Cannabis companies and canny weed influencers are starting to cater directly to an older demo with needs other than total annihilation. Companies like Colorado’s Mother & Clone sell low-dose sublingual cannabis and market it to mothers as an instant, non-debilitating product that can be taken discretely by mothers on the go. Comedian Chelsea Handler, a noted and evangelical stoner, has developed a cannabis line with California’s NorCal that’s oriented towards older women, mothers and grandmothers included, who are looking to dabble in low-dose vapes and edibles. “I wanted to take my experience and create something specifically for women who have either never tried it before, or who had a bad experience 20 years ago,” said Handler.

Media guides aimed at gift-giving suggestions for weed-loving moms and dads have become prevalent, even in mainstream outlets. There are some concrete signs that the parents’ gift market is already booming. Weed industry analytics firm Headset tracked an increase in sales across categories in the cannabis market ties to both Mother’s and Father’s Day in 2019. As sales numbers weren’t specifically screened for shoppers’ distinct holiday intent, some inferences were necessary.

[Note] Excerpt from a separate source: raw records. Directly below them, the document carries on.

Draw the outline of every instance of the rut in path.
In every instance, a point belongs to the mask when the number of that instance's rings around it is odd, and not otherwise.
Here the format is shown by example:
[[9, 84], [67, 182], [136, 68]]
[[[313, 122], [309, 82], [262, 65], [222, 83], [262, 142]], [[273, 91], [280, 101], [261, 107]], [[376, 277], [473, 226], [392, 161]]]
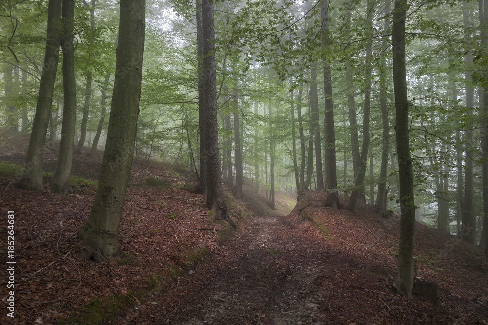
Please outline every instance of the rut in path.
[[170, 288], [157, 305], [142, 309], [132, 321], [322, 324], [325, 316], [317, 307], [326, 293], [314, 280], [326, 267], [325, 244], [316, 238], [288, 217], [255, 217], [211, 261], [180, 279], [176, 289]]

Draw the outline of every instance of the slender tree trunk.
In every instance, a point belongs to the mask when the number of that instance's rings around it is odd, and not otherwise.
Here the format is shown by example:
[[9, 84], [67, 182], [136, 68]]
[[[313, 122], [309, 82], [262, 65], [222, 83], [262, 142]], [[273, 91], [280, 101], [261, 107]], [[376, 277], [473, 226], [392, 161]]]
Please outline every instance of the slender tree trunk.
[[413, 172], [410, 153], [408, 98], [405, 64], [405, 19], [407, 0], [396, 0], [393, 11], [393, 85], [396, 122], [397, 153], [400, 173], [400, 233], [398, 273], [393, 286], [407, 298], [412, 296], [413, 285], [413, 234], [415, 206]]
[[[258, 115], [258, 102], [254, 102], [254, 114]], [[261, 191], [261, 182], [260, 180], [259, 175], [259, 160], [258, 155], [258, 146], [259, 143], [259, 133], [258, 130], [258, 125], [256, 123], [254, 126], [254, 172], [256, 177], [256, 192], [260, 193]]]
[[[22, 70], [22, 89], [24, 91], [24, 94], [26, 94], [28, 92], [27, 86], [27, 72], [25, 70]], [[28, 132], [29, 127], [29, 116], [27, 111], [27, 105], [22, 105], [20, 111], [20, 115], [22, 118], [22, 132]]]
[[303, 85], [301, 82], [298, 86], [298, 97], [297, 98], [297, 120], [298, 121], [298, 134], [300, 137], [300, 185], [297, 190], [299, 195], [304, 190], [305, 179], [305, 162], [306, 159], [305, 147], [305, 136], [304, 135], [304, 127], [302, 120], [302, 94]]
[[199, 191], [202, 193], [204, 199], [206, 199], [208, 185], [207, 184], [207, 161], [208, 160], [206, 146], [205, 141], [206, 140], [205, 136], [205, 108], [203, 107], [203, 98], [204, 96], [204, 84], [206, 78], [208, 76], [205, 75], [205, 72], [203, 70], [203, 51], [204, 38], [203, 35], [202, 28], [202, 12], [201, 0], [195, 0], [196, 4], [196, 24], [197, 24], [197, 64], [198, 70], [198, 130], [200, 135], [200, 174], [198, 179], [197, 186]]
[[[322, 24], [322, 33], [328, 34], [329, 3], [325, 1], [322, 4], [322, 17], [325, 21]], [[323, 47], [327, 46], [326, 40], [323, 43]], [[334, 106], [332, 102], [332, 81], [330, 63], [323, 59], [324, 65], [324, 97], [325, 104], [325, 114], [324, 119], [325, 138], [325, 183], [329, 192], [324, 205], [326, 207], [340, 208], [337, 194], [337, 173], [336, 166], [335, 129], [334, 124]]]
[[[367, 1], [367, 18], [366, 19], [366, 29], [367, 35], [372, 34], [373, 15], [374, 11], [373, 2], [372, 0]], [[357, 175], [354, 179], [354, 188], [349, 200], [347, 209], [355, 213], [358, 203], [364, 192], [364, 178], [366, 174], [366, 166], [367, 163], [368, 152], [369, 149], [369, 117], [371, 111], [371, 75], [372, 72], [372, 64], [371, 60], [372, 57], [372, 40], [367, 41], [366, 45], [366, 89], [365, 91], [365, 106], [363, 109], [363, 144], [361, 146], [361, 153], [359, 159], [359, 165], [356, 173]], [[372, 174], [373, 171], [370, 172]]]
[[[473, 54], [471, 49], [471, 34], [469, 29], [471, 22], [469, 10], [463, 3], [465, 7], [463, 13], [464, 23], [465, 38], [468, 48], [468, 54], [465, 56], [465, 63], [468, 66], [472, 64]], [[473, 159], [471, 147], [473, 146], [473, 122], [471, 116], [472, 115], [472, 109], [474, 106], [474, 88], [472, 84], [472, 71], [468, 71], [465, 74], [466, 81], [466, 108], [468, 109], [468, 116], [470, 121], [468, 122], [466, 132], [466, 143], [468, 147], [466, 151], [465, 162], [465, 179], [464, 183], [464, 201], [462, 210], [462, 226], [460, 234], [463, 240], [476, 245], [476, 215], [473, 212]]]
[[54, 145], [54, 140], [56, 139], [56, 133], [58, 132], [58, 116], [60, 112], [60, 104], [61, 102], [61, 97], [58, 96], [56, 98], [56, 111], [51, 112], [49, 115], [49, 141], [51, 146]]
[[[391, 12], [389, 0], [385, 0], [385, 13], [388, 16]], [[390, 22], [385, 19], [383, 32], [386, 34], [390, 29]], [[378, 185], [378, 193], [375, 210], [377, 213], [385, 215], [388, 210], [386, 190], [386, 179], [388, 177], [388, 155], [390, 149], [390, 123], [388, 117], [388, 103], [386, 94], [386, 76], [383, 69], [386, 67], [386, 52], [389, 46], [389, 38], [384, 37], [382, 46], [382, 54], [380, 63], [380, 110], [381, 111], [381, 125], [383, 128], [383, 139], [381, 148], [381, 167], [380, 168], [380, 176]]]
[[121, 0], [115, 81], [107, 143], [93, 205], [78, 235], [81, 259], [109, 260], [119, 253], [121, 217], [134, 154], [145, 29], [145, 0]]
[[[290, 85], [293, 83], [293, 78], [290, 78]], [[293, 98], [293, 91], [290, 92], [290, 101], [291, 103], [291, 141], [292, 150], [291, 158], [293, 163], [293, 172], [295, 174], [295, 183], [296, 184], [297, 190], [300, 187], [300, 176], [298, 175], [298, 166], [297, 164], [297, 134], [295, 133], [295, 99]]]
[[313, 174], [313, 129], [312, 127], [311, 113], [308, 110], [308, 119], [310, 121], [308, 131], [308, 156], [307, 158], [306, 180], [304, 185], [304, 190], [311, 189], [312, 175]]
[[203, 110], [205, 131], [202, 138], [205, 139], [205, 154], [207, 176], [207, 206], [213, 211], [215, 220], [227, 220], [234, 228], [234, 222], [229, 217], [227, 206], [222, 195], [222, 182], [219, 157], [219, 134], [217, 131], [217, 81], [215, 39], [214, 30], [214, 8], [209, 0], [202, 0], [202, 39], [203, 40], [203, 82], [202, 98]]
[[5, 128], [10, 132], [15, 133], [19, 131], [18, 112], [14, 105], [14, 67], [9, 63], [3, 70], [5, 78]]
[[21, 175], [17, 179], [17, 186], [34, 191], [44, 190], [42, 178], [44, 146], [49, 123], [49, 113], [53, 102], [53, 92], [59, 58], [61, 4], [61, 0], [49, 0], [47, 13], [47, 40], [39, 83], [36, 113], [32, 123], [25, 167], [22, 171]]
[[320, 123], [319, 122], [319, 96], [317, 90], [317, 64], [312, 63], [310, 70], [310, 108], [312, 111], [312, 128], [315, 146], [315, 167], [317, 173], [317, 189], [324, 190], [322, 175], [322, 154], [320, 144]]
[[90, 157], [93, 157], [97, 151], [97, 146], [98, 146], [98, 141], [100, 139], [102, 130], [103, 128], [103, 124], [105, 124], [105, 117], [106, 115], [107, 91], [111, 75], [111, 74], [110, 72], [107, 73], [105, 76], [105, 82], [103, 83], [103, 88], [102, 90], [102, 98], [100, 100], [100, 120], [98, 122], [97, 132], [95, 133], [95, 137], [93, 138], [93, 143], [92, 144], [91, 149], [90, 150], [89, 155]]
[[[352, 9], [352, 0], [347, 3], [346, 12], [346, 21], [348, 25], [351, 23], [351, 12]], [[346, 39], [349, 41], [351, 38], [348, 36]], [[358, 135], [358, 125], [356, 113], [356, 89], [354, 88], [354, 67], [350, 60], [346, 63], [346, 82], [347, 89], [347, 105], [349, 107], [349, 125], [351, 132], [351, 147], [352, 153], [352, 166], [354, 172], [354, 179], [358, 176], [359, 168], [359, 137]]]
[[90, 113], [90, 101], [91, 98], [91, 84], [93, 76], [92, 72], [89, 71], [86, 73], [86, 92], [85, 96], [85, 104], [83, 107], [83, 118], [81, 119], [81, 128], [80, 134], [80, 139], [78, 144], [73, 151], [74, 154], [80, 154], [82, 153], [83, 146], [86, 138], [86, 126], [88, 122], [88, 115]]
[[[91, 6], [90, 7], [90, 24], [92, 31], [95, 29], [95, 6], [96, 0], [92, 0]], [[93, 46], [91, 39], [89, 39], [88, 47], [90, 49]], [[93, 57], [88, 51], [88, 57], [92, 59]], [[78, 144], [76, 148], [73, 151], [73, 153], [75, 154], [80, 154], [81, 153], [83, 150], [83, 146], [85, 144], [85, 139], [86, 138], [86, 126], [88, 124], [88, 115], [90, 114], [90, 102], [91, 99], [91, 87], [92, 79], [93, 76], [92, 73], [92, 68], [89, 67], [86, 71], [86, 88], [85, 93], [85, 104], [83, 107], [83, 118], [81, 119], [81, 127], [80, 133], [80, 139], [78, 140]]]
[[234, 96], [234, 142], [235, 165], [236, 166], [236, 186], [233, 191], [234, 195], [239, 198], [243, 197], [243, 151], [241, 143], [241, 132], [239, 125], [239, 104], [237, 96], [237, 79], [234, 87], [232, 96]]
[[63, 29], [61, 45], [63, 55], [64, 104], [58, 163], [51, 177], [53, 191], [58, 194], [73, 192], [73, 189], [69, 184], [69, 176], [71, 174], [73, 164], [73, 145], [76, 125], [76, 82], [75, 80], [75, 48], [73, 42], [74, 14], [75, 0], [63, 0]]
[[273, 210], [275, 206], [275, 183], [274, 183], [274, 167], [275, 167], [275, 146], [274, 139], [273, 134], [273, 115], [271, 111], [271, 103], [269, 103], [269, 174], [271, 177], [271, 189], [269, 190], [269, 206]]

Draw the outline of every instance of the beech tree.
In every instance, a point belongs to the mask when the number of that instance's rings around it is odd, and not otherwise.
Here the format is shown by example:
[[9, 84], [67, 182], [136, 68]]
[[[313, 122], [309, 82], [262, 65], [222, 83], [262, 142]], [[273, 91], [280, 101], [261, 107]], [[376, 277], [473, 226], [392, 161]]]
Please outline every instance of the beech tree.
[[405, 19], [408, 8], [407, 0], [396, 0], [395, 1], [392, 42], [396, 113], [395, 131], [400, 174], [401, 215], [398, 273], [393, 286], [399, 292], [407, 298], [410, 298], [413, 285], [415, 206], [413, 196], [413, 172], [410, 152], [408, 97], [405, 63]]
[[145, 36], [145, 0], [121, 0], [119, 42], [108, 134], [88, 219], [78, 232], [81, 258], [109, 260], [117, 238], [134, 154]]
[[62, 3], [61, 0], [49, 0], [46, 50], [39, 83], [36, 113], [29, 140], [25, 167], [22, 169], [20, 179], [17, 182], [17, 186], [27, 190], [44, 190], [42, 178], [44, 146], [58, 71]]

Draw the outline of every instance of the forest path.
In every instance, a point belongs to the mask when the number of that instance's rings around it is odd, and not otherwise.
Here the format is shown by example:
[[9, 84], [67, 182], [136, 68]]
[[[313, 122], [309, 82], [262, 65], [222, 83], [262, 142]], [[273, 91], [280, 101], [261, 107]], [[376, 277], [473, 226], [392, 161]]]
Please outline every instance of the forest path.
[[323, 324], [317, 307], [325, 293], [314, 281], [327, 266], [325, 244], [306, 228], [287, 216], [251, 219], [210, 261], [124, 323]]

Given traditionally popular gift types, a 35 percent increase in cannabis bath salts, soaks, and scrubs probably does suggest moms in mind. And an 80% increase in mocktails, resins, and cannabis cigars combined over the Father’s Day weekend probably means more dads then usual getting lit after their kids’ lights out.

Headset also flags the fact that many more members of the demographically enormous Gen Z populace will be reaching legal age for recreational weed in 2020, which might create a new dynamic for normalization of cannabis within family units. Will shifting norms create a generation of parents who feel comfortable sharing a joint with their kids in the same way their parents might have tipped a glass of wine to mark their own 21st birthday?

If these new behaviors take hold, the cannabis industry should take notice.